An ideal configuration is for a server to have a DataNode, a TaskTracker, and then physical disks one TaskTracker slot per CPU. This will allow every TaskTracker 100% of a CPU, and separate disks to read and write data.
Avoid using NFS for data storage in production system.
Node Manager: The NM is YARN’s per-node agent, and takes care of the individual compute nodes in a Hadoop cluster. This includes keeping up-to-date with Resource Manager(RM), overseeing containers’ life-cycle management, monitoring resource usage (memory, CPU) of individual containers, tracking node-health, log’s management and auxiliary services which may be exploited by different YARN applications.

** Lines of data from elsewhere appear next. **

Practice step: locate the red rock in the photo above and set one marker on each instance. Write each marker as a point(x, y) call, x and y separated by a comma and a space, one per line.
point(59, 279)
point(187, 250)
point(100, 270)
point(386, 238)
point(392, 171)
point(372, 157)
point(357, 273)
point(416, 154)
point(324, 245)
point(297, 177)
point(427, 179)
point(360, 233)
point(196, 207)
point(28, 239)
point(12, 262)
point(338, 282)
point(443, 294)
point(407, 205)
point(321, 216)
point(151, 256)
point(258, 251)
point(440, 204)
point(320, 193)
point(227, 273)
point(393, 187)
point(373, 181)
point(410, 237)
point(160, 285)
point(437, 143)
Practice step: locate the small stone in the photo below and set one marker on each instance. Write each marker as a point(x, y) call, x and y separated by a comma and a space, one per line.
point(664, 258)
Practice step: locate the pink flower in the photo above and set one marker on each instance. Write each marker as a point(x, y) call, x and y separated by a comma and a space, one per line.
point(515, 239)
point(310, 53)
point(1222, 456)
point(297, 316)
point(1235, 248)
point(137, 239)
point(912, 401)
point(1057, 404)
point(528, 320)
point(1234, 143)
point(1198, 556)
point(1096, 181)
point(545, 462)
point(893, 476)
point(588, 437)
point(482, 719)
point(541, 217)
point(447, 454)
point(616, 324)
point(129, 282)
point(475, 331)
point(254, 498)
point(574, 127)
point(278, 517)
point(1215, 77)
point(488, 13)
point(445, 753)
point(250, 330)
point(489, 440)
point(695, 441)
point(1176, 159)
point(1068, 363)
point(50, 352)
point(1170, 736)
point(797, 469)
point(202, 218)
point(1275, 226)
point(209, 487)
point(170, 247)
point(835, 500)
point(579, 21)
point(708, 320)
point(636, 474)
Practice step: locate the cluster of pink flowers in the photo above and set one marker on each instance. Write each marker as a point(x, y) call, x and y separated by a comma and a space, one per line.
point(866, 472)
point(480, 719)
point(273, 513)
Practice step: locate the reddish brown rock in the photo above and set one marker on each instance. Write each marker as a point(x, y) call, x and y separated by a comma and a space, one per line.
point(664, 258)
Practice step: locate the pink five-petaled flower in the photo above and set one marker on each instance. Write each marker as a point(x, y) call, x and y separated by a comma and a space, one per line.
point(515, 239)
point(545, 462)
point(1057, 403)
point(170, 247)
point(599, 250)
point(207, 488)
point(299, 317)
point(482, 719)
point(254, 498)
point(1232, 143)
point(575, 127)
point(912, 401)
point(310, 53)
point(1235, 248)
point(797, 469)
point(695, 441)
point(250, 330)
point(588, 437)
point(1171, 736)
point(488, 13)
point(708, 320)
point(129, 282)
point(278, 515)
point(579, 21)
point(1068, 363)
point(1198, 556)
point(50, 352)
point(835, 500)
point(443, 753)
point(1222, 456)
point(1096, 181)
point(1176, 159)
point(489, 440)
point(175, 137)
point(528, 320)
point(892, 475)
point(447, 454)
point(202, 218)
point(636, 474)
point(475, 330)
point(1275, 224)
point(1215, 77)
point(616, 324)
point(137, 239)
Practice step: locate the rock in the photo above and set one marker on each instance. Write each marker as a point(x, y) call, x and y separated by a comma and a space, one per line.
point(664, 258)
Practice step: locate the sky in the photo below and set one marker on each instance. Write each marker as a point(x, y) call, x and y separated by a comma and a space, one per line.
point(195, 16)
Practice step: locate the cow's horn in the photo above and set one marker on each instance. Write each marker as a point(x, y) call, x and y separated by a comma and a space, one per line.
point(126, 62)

Resource Manager: RM is the master that arbitrates all the available cluster resources and thus helps manage the distributed applications running on the YARN system. It works together with the per-node NMs and the per-application ApplicationMasters (Ams).
Application Masters: are responsible for negotiating resources with the ResourceManager and for working with the Node Managers to start the containers.
Open Database Connectivity (ODBC) is a standard application programming interface (API) for accessing database management systems (DBMS).
HBase is an open source, non-relational, distributed database modeled after Google's BigTable and written in Java.
Hive Hadoop Component is used for completely structured Data whereas Pig Hadoop Component is used for semi structured data. Hive Hadoop Component is mainly used for creating reports whereas Pig Hadoop Component is mainly used for programming.
Ambari: A completely open source management platform for provisioning, managing, monitoring and securing Apache Hadoop clusters.